Global warming ups risk of new exposure to life-threatening diseases for 1 billion people

As global warming progresses, up to 1 billion people could be exposed to disease-carrying mosquitoes for the first time, increasing the risk of developing deadly diseases, according to a study published in PLOS Neglected Tropical Diseases.

The study, led by researchers from Georgetown University Medical Center in Washington, D.C., examined how two of the most common disease-carrying mosquitoes would move as temperatures intensified over the next 50 years. They analyzed temperatures on a month-by-month basis, projecting risk resulting from the spread of these mosquitoes through 2050 and 2080.
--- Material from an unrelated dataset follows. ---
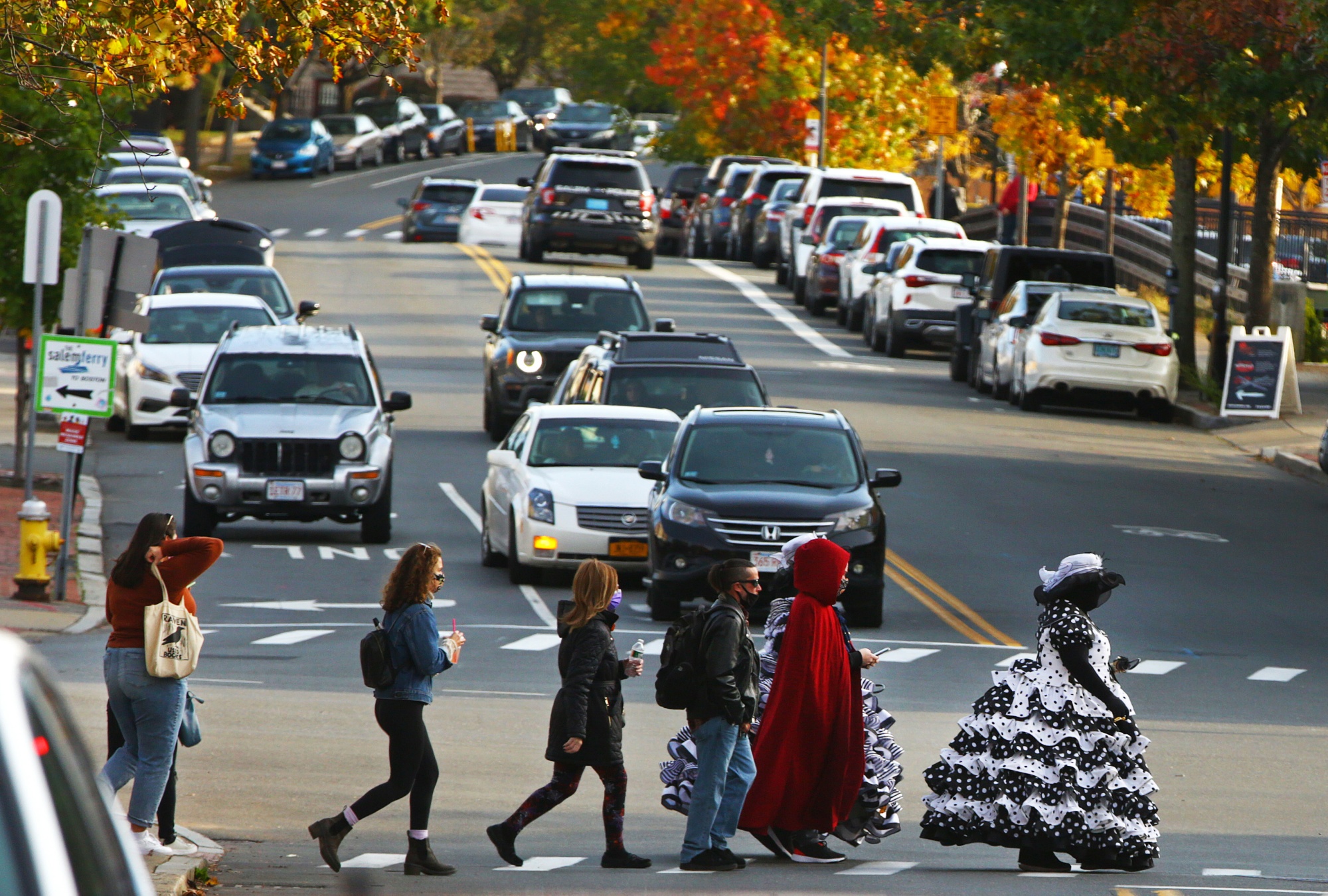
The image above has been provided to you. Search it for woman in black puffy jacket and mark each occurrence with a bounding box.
[487,560,651,868]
The mosquitoes, Aedes aegypti and Aedes albopictus, carry several viruses that cause diseases which could result in death, including dengue, chikunguyna and Zika.

The researchers found that as temperatures rise and the mosquito movements change, almost the entire population in the world could be exposed to them at some point in the next 50 years. The tropics would be at risk from the diseases these mosquitoes transmit all year long, while seasonal risks would increase everywhere else in the world.

"The risk of disease transmission is a serious problem, even over the next few decades," said Colin J. Carlson, PhD, a postdoctoral fellow in Georgetown University's biology department and co-lead author of the new study. "Places like Europe, North America, and high elevations in the tropics that used to be too cold for the viruses will face new diseases like dengue."